Says Boon: “It's really important to keep on top of the changes that are coming. We're seeing some of the biggest changes in a long time in the way vendors are approaching infrastructure, with the likes of IBM exiting the x86 business.

“The channel needs to remain relevant in a much more commoditised environment, and to do that they need to offer a value proposition and ongoing services, and ensure they make IT relevant to the customer's business issues.”

Meanwhile, Stephen Parker, NewLease head of cloud strategy, says data centre providers need to focus on vertical alignment.

Parker says like any industry experiencing something 'new', over the past 10 years 'every man and his dog had tried to get into hosting'.

“It's the same with any new idea. But now we're definitely in the consolidation phase.”

Parker says that means a squeeze on the mid market data centre providers.

The big guys like Amazon, Microsoft and Google will be delivering hosting services on a global basis at price points no-one can touch, with mid-market players such as Revera 'buying up small guys [in Australia] to get their customer base – not the technology.

“There's going to be no place for the accidental hoster with a data centre in their stationery cupboard, with one rack. That's not going to happen, even in New Zealand,” Parker says.

“But there will be space for highly specialised and differentiated data centres, just as in retail Coles and Woolworths dominate the market in Australia, but there are also the high street butcher, baker and so on, offering services you don't get at the big stores.”

He cites the example of The Bunker data centre in the United Kingdom and Pionen data centre in Sweden.

Both are built in underground former military command centres, capable of surving bomb attacks.

“They're not cheap, but if your data is so important, you want ultra security, this is survival of data to the extreme,” Parker says.

While that might be an extreme, Parker says local data centre providers need to look to vertical industry alignment and providing the services – perhaps integration or customisation, industry specific offerings, local knowledge of legislation or industry requirements and so on – the big players can't.

“So the big global players can provide a vanilla offering with scale and price point, while the mid market offerings are differentiated.

“But they do need to be careful what they use as differentiation. It can't be things that can easily be removed.

"In Australia we saw a lot play the local card saying they had a data centre in Sydney. Then Amazon opened in Melbourne and Sydney. And Microsoft is coming to Melbourne and Sydney, supposedly. And Rackspace is coming.

“If you're going to play a differentiation card that is really easy to remove, be very, very careful. But it's not so easy to remove something like a focus on the wine sector, with knowledge of local legislation and requirements and stuff built in that isn't represented elsewhere.”

Parker says there is an upside to it all, though. “There are lots and lots of small business specialists in New Zealand, most of whom are doing the traditional, on-premise thing, but they've got to do cloud.

“So data centres are going to be inundated because these businesses need cloud and don't have the skills to build their own.”

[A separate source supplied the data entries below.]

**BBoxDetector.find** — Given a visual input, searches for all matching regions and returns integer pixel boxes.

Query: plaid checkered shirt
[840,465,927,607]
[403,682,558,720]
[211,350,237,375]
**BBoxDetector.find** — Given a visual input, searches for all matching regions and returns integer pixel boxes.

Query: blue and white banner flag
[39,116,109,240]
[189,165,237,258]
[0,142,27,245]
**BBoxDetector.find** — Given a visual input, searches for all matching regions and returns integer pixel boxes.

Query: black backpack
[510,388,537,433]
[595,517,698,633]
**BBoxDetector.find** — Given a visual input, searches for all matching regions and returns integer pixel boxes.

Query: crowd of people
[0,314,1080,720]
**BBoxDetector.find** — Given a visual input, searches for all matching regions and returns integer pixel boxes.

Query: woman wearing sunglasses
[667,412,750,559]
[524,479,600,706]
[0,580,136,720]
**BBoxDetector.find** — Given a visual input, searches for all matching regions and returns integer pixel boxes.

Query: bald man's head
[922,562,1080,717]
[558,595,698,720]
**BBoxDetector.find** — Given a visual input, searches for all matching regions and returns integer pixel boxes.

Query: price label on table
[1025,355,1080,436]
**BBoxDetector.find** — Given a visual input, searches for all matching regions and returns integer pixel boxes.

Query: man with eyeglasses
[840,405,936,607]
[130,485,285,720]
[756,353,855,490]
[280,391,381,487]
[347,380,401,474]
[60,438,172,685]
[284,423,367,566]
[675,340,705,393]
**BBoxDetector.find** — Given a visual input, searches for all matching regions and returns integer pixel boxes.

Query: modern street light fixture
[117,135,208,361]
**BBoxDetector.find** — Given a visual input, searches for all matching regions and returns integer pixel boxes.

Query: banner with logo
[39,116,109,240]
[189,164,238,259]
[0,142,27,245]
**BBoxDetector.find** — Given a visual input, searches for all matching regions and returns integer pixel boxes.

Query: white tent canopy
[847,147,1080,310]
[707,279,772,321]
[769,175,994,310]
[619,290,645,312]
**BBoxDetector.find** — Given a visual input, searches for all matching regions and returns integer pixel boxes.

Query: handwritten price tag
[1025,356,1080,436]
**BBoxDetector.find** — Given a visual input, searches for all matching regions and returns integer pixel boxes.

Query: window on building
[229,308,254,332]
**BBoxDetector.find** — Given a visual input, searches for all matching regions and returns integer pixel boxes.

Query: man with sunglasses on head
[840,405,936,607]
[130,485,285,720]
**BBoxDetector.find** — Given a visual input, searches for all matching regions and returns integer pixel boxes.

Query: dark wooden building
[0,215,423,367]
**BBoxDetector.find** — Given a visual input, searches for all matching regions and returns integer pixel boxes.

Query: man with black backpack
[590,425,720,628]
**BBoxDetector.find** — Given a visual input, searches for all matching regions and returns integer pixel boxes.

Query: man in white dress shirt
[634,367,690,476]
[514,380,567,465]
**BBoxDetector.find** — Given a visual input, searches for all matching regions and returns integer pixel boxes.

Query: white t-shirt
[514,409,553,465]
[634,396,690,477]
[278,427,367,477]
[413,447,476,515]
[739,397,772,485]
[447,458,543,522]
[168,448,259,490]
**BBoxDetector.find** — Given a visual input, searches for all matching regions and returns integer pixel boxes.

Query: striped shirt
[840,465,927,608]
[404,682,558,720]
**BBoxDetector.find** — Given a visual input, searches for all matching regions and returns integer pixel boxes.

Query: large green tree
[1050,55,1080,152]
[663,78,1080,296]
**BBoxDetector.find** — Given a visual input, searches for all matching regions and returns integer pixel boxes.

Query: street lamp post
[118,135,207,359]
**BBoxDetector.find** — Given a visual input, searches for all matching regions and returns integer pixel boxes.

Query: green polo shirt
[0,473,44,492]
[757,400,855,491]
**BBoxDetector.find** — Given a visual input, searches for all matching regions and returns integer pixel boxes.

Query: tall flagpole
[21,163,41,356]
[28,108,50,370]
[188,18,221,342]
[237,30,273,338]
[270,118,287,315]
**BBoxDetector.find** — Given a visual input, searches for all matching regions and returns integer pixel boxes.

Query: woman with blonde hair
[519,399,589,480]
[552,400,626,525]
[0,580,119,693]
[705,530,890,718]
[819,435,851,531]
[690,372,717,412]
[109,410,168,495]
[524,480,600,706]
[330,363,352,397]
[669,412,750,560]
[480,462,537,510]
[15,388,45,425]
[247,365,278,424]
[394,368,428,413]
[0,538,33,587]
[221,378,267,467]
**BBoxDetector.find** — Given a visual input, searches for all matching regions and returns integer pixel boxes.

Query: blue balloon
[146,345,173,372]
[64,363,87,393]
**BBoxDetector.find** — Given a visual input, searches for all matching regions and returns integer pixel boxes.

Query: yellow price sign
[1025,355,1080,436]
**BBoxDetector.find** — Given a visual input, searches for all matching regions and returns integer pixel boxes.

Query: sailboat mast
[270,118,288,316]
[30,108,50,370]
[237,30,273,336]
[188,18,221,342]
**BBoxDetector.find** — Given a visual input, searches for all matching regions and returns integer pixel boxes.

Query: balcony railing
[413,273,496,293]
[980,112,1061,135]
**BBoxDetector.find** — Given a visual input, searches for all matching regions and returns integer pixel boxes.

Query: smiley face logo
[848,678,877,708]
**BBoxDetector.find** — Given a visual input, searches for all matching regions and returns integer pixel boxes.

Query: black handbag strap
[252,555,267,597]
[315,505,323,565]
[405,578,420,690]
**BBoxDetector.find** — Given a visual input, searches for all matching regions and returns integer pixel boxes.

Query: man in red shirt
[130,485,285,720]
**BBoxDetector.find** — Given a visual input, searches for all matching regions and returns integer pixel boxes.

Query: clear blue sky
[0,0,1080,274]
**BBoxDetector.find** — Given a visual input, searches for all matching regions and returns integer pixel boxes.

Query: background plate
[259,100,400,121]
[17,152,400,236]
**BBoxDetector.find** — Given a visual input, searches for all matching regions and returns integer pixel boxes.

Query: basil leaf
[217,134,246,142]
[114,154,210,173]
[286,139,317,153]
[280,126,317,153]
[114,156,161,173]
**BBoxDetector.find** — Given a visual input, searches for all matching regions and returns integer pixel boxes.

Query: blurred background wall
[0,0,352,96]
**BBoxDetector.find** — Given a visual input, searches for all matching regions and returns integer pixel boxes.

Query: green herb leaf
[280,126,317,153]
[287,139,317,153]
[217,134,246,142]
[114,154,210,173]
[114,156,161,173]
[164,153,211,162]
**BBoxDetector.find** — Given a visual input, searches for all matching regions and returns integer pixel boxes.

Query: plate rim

He says data centres will be required to take the 'raw ingredients' – such as racks, connections – they offer larger clients and package it up into 'ready to eat' offerings for the small business specialists.

“They will need to productise services they have provided to more sophisticated clients into standard ready to go meals for mass adoption – where the customer can then decide whether to warm it up, break it out into several meals and so on.”